Day 3: The Central Valley
Move south and into the valley. Pfeiffer Big Sur is the densest cluster of good hiking — four distinct trails, each a different character of the same redwood canyon.
- 10:00 AM Check in — Big Sur Lodge (inside Pfeiffer Big Sur SP) — The most convenient base for the valley trails — inside the state park, steps from every trailhead.
- 11:00 AM Pfeiffer Falls & Valley View — The essential redwood hike — a cathedral grove, a 60-foot waterfall, then a ridge view over the whole valley.
- 01:00 PM Big Sur River Gorge swimming holes — Cold natural pools in a granite riverbed, shaded by redwoods — a genuine cold plunge in a sublime setting.
- 03:30 PM Buzzard's Roost Trail — The local sunset hike — a lollipop loop through quiet forest to a ridge with Pacific views.

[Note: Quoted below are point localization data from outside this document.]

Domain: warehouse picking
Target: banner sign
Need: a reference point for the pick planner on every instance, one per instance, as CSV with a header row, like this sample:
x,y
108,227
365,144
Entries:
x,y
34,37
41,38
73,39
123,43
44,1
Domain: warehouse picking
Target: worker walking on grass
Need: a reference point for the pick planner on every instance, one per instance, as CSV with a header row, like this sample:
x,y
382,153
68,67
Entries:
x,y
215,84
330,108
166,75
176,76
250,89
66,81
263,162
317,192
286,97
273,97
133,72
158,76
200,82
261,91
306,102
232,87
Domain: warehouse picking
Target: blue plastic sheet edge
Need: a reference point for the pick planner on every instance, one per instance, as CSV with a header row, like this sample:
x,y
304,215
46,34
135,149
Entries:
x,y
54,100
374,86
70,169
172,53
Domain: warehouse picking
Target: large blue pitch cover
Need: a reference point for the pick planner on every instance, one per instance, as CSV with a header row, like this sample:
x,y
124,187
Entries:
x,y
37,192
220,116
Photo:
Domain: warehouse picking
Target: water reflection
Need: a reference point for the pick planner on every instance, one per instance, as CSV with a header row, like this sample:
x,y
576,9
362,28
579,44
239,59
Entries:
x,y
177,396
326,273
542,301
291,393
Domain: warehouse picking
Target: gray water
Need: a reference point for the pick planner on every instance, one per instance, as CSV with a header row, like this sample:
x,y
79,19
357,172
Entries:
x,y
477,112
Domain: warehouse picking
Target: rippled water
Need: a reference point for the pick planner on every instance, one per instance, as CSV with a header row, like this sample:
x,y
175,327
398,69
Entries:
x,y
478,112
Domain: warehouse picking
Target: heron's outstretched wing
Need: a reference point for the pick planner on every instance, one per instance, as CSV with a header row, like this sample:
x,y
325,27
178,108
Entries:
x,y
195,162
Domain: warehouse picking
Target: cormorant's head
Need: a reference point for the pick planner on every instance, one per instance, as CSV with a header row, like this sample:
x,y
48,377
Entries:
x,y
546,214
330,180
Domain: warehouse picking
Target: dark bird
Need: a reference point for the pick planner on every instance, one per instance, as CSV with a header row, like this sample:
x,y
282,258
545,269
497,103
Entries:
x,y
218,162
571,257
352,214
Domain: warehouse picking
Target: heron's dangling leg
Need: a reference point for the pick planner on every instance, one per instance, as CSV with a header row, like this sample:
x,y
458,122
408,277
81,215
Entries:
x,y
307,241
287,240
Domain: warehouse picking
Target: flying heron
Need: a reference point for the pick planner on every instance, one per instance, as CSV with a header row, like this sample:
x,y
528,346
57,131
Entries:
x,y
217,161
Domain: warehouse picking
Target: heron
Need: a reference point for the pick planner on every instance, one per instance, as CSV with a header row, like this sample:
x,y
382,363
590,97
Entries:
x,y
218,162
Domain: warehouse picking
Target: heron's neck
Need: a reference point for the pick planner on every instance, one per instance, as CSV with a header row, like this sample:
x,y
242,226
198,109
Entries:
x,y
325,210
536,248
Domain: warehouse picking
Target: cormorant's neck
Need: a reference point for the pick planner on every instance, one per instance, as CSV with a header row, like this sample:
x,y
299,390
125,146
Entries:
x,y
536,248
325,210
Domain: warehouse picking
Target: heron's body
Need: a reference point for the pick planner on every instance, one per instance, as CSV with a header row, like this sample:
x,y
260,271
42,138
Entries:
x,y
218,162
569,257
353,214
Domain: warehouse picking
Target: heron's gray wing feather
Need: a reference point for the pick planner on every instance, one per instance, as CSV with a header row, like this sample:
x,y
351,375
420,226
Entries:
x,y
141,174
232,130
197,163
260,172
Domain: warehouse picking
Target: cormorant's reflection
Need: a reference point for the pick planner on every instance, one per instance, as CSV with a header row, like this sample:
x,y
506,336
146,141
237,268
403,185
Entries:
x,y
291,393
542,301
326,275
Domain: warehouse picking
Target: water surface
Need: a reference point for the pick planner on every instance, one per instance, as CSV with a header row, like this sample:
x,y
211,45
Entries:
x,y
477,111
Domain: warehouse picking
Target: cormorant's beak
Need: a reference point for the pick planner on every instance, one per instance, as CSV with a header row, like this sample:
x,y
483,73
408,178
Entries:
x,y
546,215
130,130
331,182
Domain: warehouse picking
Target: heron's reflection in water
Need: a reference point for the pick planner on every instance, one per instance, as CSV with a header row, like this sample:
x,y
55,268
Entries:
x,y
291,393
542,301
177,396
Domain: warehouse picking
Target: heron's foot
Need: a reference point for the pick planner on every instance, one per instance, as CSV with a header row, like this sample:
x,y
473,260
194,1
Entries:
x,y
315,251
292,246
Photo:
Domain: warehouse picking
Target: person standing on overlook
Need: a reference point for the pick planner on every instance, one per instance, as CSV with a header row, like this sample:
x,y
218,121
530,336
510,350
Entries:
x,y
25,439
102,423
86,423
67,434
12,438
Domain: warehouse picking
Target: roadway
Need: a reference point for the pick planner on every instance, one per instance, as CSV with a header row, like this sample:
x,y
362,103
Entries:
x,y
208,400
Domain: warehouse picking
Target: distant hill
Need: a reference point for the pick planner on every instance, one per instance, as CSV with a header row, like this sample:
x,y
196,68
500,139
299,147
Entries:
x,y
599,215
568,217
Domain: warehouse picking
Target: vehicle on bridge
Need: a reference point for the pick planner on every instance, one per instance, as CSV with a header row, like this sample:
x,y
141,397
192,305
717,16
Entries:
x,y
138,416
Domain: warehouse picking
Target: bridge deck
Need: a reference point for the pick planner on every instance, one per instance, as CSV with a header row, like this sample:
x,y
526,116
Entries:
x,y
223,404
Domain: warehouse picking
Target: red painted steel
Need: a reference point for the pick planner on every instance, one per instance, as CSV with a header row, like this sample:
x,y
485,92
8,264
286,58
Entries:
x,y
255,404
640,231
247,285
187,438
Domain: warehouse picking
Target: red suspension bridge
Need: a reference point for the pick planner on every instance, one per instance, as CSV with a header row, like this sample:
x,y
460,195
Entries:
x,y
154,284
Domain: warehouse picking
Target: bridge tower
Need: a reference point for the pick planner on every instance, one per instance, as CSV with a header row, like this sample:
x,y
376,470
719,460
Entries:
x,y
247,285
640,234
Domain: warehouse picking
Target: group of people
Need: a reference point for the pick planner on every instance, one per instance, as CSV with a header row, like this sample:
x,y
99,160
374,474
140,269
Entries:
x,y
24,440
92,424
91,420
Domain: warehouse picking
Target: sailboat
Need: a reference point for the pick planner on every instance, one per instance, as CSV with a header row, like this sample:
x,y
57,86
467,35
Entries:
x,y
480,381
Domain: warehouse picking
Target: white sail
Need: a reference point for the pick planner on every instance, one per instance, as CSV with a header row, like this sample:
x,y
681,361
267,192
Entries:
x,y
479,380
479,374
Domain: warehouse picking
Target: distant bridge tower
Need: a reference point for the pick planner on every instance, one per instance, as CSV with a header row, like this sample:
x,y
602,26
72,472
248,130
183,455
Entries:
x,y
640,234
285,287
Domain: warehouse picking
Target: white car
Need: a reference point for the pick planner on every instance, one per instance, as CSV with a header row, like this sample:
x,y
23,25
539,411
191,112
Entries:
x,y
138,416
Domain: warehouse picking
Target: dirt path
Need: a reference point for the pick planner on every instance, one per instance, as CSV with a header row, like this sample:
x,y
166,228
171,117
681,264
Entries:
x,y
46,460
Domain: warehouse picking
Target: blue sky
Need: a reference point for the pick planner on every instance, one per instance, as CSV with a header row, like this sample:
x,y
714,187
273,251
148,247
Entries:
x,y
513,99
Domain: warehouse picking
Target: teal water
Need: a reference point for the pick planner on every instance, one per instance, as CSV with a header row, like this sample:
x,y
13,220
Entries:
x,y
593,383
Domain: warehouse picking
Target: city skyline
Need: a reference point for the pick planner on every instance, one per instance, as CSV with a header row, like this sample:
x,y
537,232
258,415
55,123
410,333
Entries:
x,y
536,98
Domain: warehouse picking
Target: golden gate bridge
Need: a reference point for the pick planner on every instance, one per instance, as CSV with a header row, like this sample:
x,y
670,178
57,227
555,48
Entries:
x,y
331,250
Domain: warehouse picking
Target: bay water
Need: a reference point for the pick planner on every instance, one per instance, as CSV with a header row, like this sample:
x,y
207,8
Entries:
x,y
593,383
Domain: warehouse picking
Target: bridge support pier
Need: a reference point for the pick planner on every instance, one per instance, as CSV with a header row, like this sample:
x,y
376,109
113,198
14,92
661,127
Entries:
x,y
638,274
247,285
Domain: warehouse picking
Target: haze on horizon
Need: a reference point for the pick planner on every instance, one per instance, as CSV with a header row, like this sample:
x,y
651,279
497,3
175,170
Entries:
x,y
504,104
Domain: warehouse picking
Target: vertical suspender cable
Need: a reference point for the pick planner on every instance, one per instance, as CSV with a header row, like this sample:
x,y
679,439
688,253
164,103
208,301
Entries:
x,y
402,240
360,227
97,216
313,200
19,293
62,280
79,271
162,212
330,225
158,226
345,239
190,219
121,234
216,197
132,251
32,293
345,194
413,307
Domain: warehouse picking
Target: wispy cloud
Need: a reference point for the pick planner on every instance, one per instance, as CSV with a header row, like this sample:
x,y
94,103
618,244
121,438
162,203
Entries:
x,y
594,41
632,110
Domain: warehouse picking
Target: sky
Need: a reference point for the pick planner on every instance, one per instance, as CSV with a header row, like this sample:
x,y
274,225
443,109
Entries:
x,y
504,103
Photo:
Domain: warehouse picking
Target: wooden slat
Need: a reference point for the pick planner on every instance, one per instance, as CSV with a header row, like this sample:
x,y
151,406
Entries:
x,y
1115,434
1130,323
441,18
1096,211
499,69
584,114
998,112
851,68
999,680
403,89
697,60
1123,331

- 07:00 PM Dinner — Nepenthe — The iconic Big Sur dinner: the outdoor terrace 800 feet above the Pacific, the Ambrosia burger, and a glass of something cold.
Day 4: The Hard One
The Tanbark Trail & Tin House loop is the most demanding hike in this guide and the most rewarding — 2,000 feet of gain to the ruins of a stone homestead on a ridge with 360-degree views of the Big Sur coastline. Earn the dinner.
- 08:00 AM Big Sur Bakery — early breakfast — Wood-fired pastries and strong coffee before the hardest trail day. Opens early; the pastry case sells out by 9 AM.
- 09:00 AM Tanbark Trail & Tin House Loop — The most strenuous hike on this coast — 6.4 miles, 2,000 feet of gain, through redwood canyons to the ruins of a 1930s homestead with 360-degree ridge views.
- 03:00 PM Partington Cove Trail — recovery walk — A short, flat-ish hike to a hidden rocky cove through an 1880s hand-carved tunnel. A gentle afternoon move after the morning's climb.
- 07:30 PM Dinner — Sierra Mar at Post Ranch Inn — Floor-to-ceiling glass walls 1,200 feet above the Pacific. The most spectacular restaurant setting in California. Book this far in advance.
Day 5: The Long View
A final day that moves slowly south, sees the two remaining iconic landmarks, and ends at Refuge Carmel — the best contrast-therapy spa on the coast — before a last dinner in Carmel.
- 08:30 AM McWay Falls Overlook — morning light — The 80-foot waterfall onto the protected cove. Go in the morning for the softest light and fewest people.
- 10:00 AM Limekiln State Park — Old-growth redwoods and massive 1880s stone limekilns — the least-visited and most historically interesting trail on the Big Sur corridor.
- 02:00 PM Refuge Carmel — contrast therapy — The best Nordic-cycle spa on the California coast: hot pools, Finnish sauna, eucalyptus steam, cold plunge. Strictly enforced silence.
- 07:00 PM Final dinner — Casanova, Carmel — The closing dinner: a vintage farmhouse, legendary wine cellar, candlelit dining room. One of the most atmospheric restaurants on the California coast.
Big Sur in spring is the coast at its most alive — the waterfalls running, the calla lilies in bloom, the fog burning off each morning to reveal a green and saturated landscape that's going to be brown and dry in three months. The urgency is part of the experience.